[comp.lang.prolog] Determining order of argument unification

lang@zeta.PRC.Unisys.COM (Francois-Michel Lang) (11/04/88)

There are essentially two (reasonable) ways for a Prolog system to attempt
to unify two compound terms which have the same functor and arity, e.g.,

    p(T11, ..., T1n)  and  p(T21, ..., T2n)

(1) Unifying the arguments in left-to-right order, and
(2) Unifying the arguments in right-to-left order.

Is it possible to determine (by writing a Prolog program)
which of these two orders is used for given a Prolog system,
and, if so, how?

Affirmative answers determined by looking in the manual,
poking through source code, calling the implementors, etc.
are *not* considered legitimate!

I know one valid (I think) affirmative answer,
but I'm sure there are lots of others...

Credit is due to Kim Marriott and Harald Sondergaard
(Department of Computer Science, University of Melbourne)
for inspiring the question.
----------------------------------------------------------------------------
Francois-Michel Lang
Paoli Research Center, Unisys Corporation lang@prc.unisys.com (215) 648-7256
Dept of Comp & Info Science, U of PA      lang@cis.upenn.edu  (215) 898-9511

ok@quintus.uucp (Richard A. O'Keefe) (11/04/88)

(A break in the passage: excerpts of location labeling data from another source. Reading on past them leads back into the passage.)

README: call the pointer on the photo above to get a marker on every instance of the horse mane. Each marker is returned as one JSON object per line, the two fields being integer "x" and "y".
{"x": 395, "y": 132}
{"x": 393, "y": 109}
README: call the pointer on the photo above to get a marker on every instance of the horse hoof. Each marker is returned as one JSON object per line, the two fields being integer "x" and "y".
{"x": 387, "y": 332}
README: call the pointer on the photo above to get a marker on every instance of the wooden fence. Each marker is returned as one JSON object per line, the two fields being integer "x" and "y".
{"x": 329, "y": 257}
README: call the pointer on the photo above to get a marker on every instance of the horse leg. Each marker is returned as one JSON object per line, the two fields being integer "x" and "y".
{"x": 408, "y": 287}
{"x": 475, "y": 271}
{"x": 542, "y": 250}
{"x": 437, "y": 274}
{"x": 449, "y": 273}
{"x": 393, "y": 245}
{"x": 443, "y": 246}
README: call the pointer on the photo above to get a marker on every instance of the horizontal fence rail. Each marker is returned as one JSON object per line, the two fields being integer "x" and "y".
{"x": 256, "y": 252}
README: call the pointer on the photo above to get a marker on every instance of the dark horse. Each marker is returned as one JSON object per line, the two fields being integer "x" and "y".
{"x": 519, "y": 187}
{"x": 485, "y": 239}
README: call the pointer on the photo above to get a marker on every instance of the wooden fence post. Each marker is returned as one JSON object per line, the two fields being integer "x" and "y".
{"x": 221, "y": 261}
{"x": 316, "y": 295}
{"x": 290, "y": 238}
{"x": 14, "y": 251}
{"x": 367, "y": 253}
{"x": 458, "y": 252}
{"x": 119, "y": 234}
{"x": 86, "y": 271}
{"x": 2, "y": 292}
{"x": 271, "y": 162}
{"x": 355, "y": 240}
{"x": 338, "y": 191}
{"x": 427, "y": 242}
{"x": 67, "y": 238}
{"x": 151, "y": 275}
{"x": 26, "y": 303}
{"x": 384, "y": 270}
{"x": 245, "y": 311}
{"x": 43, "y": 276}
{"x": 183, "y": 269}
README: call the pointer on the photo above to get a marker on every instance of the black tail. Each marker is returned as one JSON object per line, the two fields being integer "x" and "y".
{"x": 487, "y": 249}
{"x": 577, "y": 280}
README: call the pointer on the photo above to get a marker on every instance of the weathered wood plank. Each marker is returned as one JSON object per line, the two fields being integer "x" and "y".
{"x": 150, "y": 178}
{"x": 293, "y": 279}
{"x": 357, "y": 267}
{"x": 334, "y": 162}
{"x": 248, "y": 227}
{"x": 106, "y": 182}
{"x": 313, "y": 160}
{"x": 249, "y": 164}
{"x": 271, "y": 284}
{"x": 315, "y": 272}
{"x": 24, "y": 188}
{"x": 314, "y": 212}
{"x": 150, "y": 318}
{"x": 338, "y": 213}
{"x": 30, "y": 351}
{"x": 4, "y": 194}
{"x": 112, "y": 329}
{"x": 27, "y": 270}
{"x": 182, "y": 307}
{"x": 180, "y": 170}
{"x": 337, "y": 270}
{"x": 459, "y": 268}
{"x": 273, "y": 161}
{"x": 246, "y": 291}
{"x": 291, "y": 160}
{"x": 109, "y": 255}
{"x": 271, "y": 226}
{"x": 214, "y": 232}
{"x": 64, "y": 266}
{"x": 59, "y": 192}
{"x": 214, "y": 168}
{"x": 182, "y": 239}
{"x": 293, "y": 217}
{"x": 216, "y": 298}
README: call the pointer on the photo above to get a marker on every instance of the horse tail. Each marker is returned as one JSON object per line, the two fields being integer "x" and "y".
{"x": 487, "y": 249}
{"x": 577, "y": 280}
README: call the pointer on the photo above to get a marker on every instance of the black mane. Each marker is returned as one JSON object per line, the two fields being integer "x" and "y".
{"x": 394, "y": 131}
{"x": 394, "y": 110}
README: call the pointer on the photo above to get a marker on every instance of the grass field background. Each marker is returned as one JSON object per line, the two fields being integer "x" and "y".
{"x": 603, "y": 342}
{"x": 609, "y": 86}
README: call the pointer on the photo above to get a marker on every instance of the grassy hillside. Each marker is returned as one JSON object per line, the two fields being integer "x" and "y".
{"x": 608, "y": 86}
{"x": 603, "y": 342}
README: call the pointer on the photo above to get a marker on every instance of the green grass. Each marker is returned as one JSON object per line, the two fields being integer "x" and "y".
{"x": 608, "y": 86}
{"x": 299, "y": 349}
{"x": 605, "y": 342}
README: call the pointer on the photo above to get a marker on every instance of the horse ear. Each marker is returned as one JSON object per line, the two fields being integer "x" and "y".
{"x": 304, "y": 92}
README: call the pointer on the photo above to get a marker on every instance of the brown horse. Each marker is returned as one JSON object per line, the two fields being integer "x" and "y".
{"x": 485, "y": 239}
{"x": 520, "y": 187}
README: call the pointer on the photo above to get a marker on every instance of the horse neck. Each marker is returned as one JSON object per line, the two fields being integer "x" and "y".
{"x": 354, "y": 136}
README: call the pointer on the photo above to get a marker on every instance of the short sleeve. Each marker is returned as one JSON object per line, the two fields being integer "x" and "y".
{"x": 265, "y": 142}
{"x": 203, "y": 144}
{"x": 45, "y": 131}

In article <8192@burdvax.PRC.Unisys.COM> lang@zeta.PRC.Unisys.COM (Francois-Michel Lang) writes:
>Is it possible to determine (by writing a Prolog program)
>which of these two orders is used for given a Prolog system,
>and, if so, how?

>Credit is due to Kim Marriott and Harald Sondergaard
>(Department of Computer Science, University of Melbourne)
>for inspiring the question.

Anyone who has read Marriott & Sondergaard's paper on the Occurs Check
problem will think they know that the answer is yes, and will have some
idea of what to try.

However, the answer is *no*.  The reason is that there are lots of other
things a Prolog system could do.  For example, the compiler could pick
either order at random, or based on some property such as the spelling
of the function symbol.  Or the compiler might quite plausibly do some
of the arguments out of order if they look nice (I think I wrote a note
about this at Edinburgh).  So f(X,Y+Z,W) might have its arguments
processed in a different order from f(X,W,Y+Z).  More to the point, the
Prolog system might, like SICStus Prolog, have a unification algorithm
which can hack cyclic terms (though other parts of SICStus Prolog didn't,
the last time I tried).

lang@zeta.PRC.Unisys.COM (Francois-Michel Lang) (11/05/88)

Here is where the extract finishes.